O 13 de junho tem ainda outro significado. A Montanha havia querido forçar o impeachment de Bonaparte. Sua derrota foi, portanto, uma vitória direta de Bonaparte, seu triunfo pessoal sobre seus inimigos democratas. O partido da ordem conquistou a vitória; Bonaparte tinha apenas que embolsá-la. Foi o que fez. A 14 de junho podia ler-se nos muros de Paris uma proclamação em que o presidente, relutantemente, como que a contragosto, compelido pela simples força dos acontecimentos, emerge de seu isolamento claustral e, afetando virtude ofendida, queixa-se das calúnias de seus adversários e, embora pareça identificar sua pessoa com a causa da ordem, antes identifica a causa da ordem com sua pessoa. Além disso, a Assembléia Nacional havia, é bem verdade, aprovado subseqüentemente a expedição contra Roma, mas Bonaparte assumira a iniciativa da questão. Depois de reinstalar o pontífice Samuel no Vaticano, podia esperar entrar nas Tulherias como novo rei David. Conquistara o apoio dos padres.
A revolta de 13 de junho limitou-se, como vimos, a uma passeata pacífica. Lauréis guerreiros não podiam, portanto, ser conquistados em sua repressão.

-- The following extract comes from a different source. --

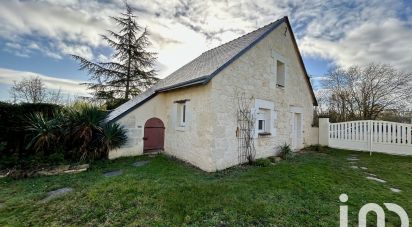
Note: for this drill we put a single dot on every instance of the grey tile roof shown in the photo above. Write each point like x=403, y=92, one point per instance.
x=201, y=69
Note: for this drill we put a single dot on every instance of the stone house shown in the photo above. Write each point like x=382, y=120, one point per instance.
x=192, y=113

Contudo, em uma época dessas, tão pobre de heróis e acontecimentos, o partido da ordem transformou esta batalha incruenta em uma segunda Austerlitz. Da tribuna e na imprensa elogiava-se o exército como o poder da ordem, em contraste com as massas populares, que representavam a impotência da anarquia, e se exalava Changarnier como o "baluarte da sociedade", ilusão em que ele próprio veio finalmente a acreditar. Subrepticiamente, porém, os corpos de tropa que pareciam duvidosos foram transferidos de Paris, os regimentos em que as eleições haviam produzido os resultados mais democráticos foram banidos da França para a Argélia, os espíritos turbulentos existentes entre as tropas foram relegados a destacamentos penais e, por fim, o isolamento entre a imprensa e o quartel e entre o quartel e a sociedade burguesa foi efetuado de maneira sistemática.

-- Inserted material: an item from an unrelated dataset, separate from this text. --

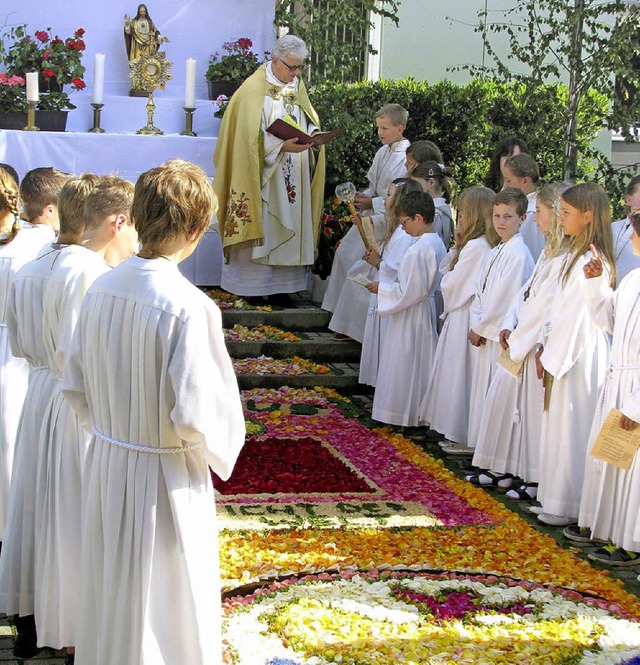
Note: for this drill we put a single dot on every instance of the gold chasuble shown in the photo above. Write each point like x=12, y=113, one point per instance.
x=245, y=178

Chegamos aqui ao ponto decisivo da história da Guarda Nacional francesa. Em 1830 ela tivera ação decisiva na queda da Restauração. Sob Luís Filipe abortaram todas as rebeliões nas quais a Guarda Nacional colocou-se ao lado das tropas. Quando nas jornadas de fevereiro de 1848 ela manteve uma atitude passiva diante da insurreição e urna atitude equívoca para com Luís Filipe, este considerou-se perdido e, efetivamente, estava perdido. Arraigou-se assim a convicção de que a revolução não poderia triunfar sem a Guarda Nacional nem o exército vencer contra ela. Era a superstição do exército sobre a onipotência burguesa. As jornadas de junho de 1848, quando toda a Guarda Nacional, juntamente com as tropas de linha, sufocou a insurreição, haviam reforçado essa superstição. Depois que Bonaparte assumiu o poder, a posição da Guarda Nacional foi, de certo modo, enfraquecida pela união inconstitucional, na pessoa de Changarnier, do comando de suas forças com o comando da Primeira Divisão do Exército.
Assim como o comando da Guarda Nacional aparecia aqui como atributo do comandante-geral do exército, a própria Guarda Nacional parecia ser um mero apêndice das tropas de linha. Finalmente, a 13 de junho seu poder foi quebrado, e não só por sua dissolução parcial, que daí por diante repetiu-se periodicamente por toda a França, até que dela restaram apenas meros fragmentos. A manifestação de 13 de junho fora, sobretudo, uma manifestação da Guarda Nacional democrática. Não tinham, .é verdade, empunhado armas contra o exército, e sim envergado apenas sua farda; precisamente nessa farda, porém, estava o talismã. O exército convenceu-se de que esse uniforme era um pedaço de lã como qualquer outro. Quebrou-se o encanto. Nas jornadas de junho de 1848 a burguesia e a pequena burguesia, na qualidade de Guarda Nacional, se tinham unido ao exército contra o proletariado; a 13 de junho de 1849 a burguesia fez dispersar a Guarda Nacional pequeno-burguesa pelo exército; a 2 de dezembro de 1851 desapareceu a própria Guarda Nacional burguesa e Bonaparte limitou-se a registrar esse fato quando subseqüentemente assinou o decreto de sua dissolução. A burguesia destruiu assim sua derradeira arma contra o exército, mas teve de fazê-lo em um momento no qual a pequena burguesia não mais a seguia como vassalo e sim levantava-se diante dela como rebelde, como de maneira geral teria forçosamente que destruir com suas próprias mãos todos os seus meios defesa contra o absolutismo, tão logo se tornasse ela própria absolutista.
Enquanto isso, o partido da ordem celebrava a reconquista do poder que parecia ter-lhe escapado em 1848, apenas para voltar em 1849 sem limite algum, e celebrava-a por meio de invectivas contra a república e a Constituição, com maldições contra todas as revoluções presentes, passadas e futuras, inclusive as organizadas por seu próprio dirigente e por meio de leis que amordaçavam a imprensa, destruíam o direito de associação e faziam do estado de sítio uma instituição regular, orgânica. A Assembléia Nacional suspendeu então seus trabalhos desde meados de agosto até meados de outubro, depois de ter designado uma comissão permanente para representá-la durante o período de recesso. Durante esse recesso, os legitimistas conspiraram em Ems, os orleanistas em Claremont, Bonaparte por meio de excursões principescas, e os Conselhos Departamentais nas deliberações sobre a revisão da Constituição - incidentes que geralmente ocorrem nos períodos de recesso da Assembléia Nacional e que só comentarei quando constituírem acontecimentos. Basta acrescentar aqui que a Assembléia Nacional agiu impoliticamente desaparecendo de cena durante longos intervalos e deixando que aparecesse à frente da república uma única e mesmo assim triste figura, a de Luís Bonaparte, enquanto para escândalo do público o partido da ordem fragmentava-se em seus componentes monarquistas e entregava-se às suas divergências internas sobre a Restauração monárquica. Tantas vezes emudecia durante esses recessos o barulho confuso do Parlamento e seus membros dissolviam-se pela nação, quantas se tornava indubitavelmente claro que só faltava uma coisa para completar o verdadeiro caráter dessa república: tornar permanente o recesso e substituir a Liberté, Égalité, Fraternité, pelas palavras inequívocas: Infantaria, Cavalaria, Artilharia!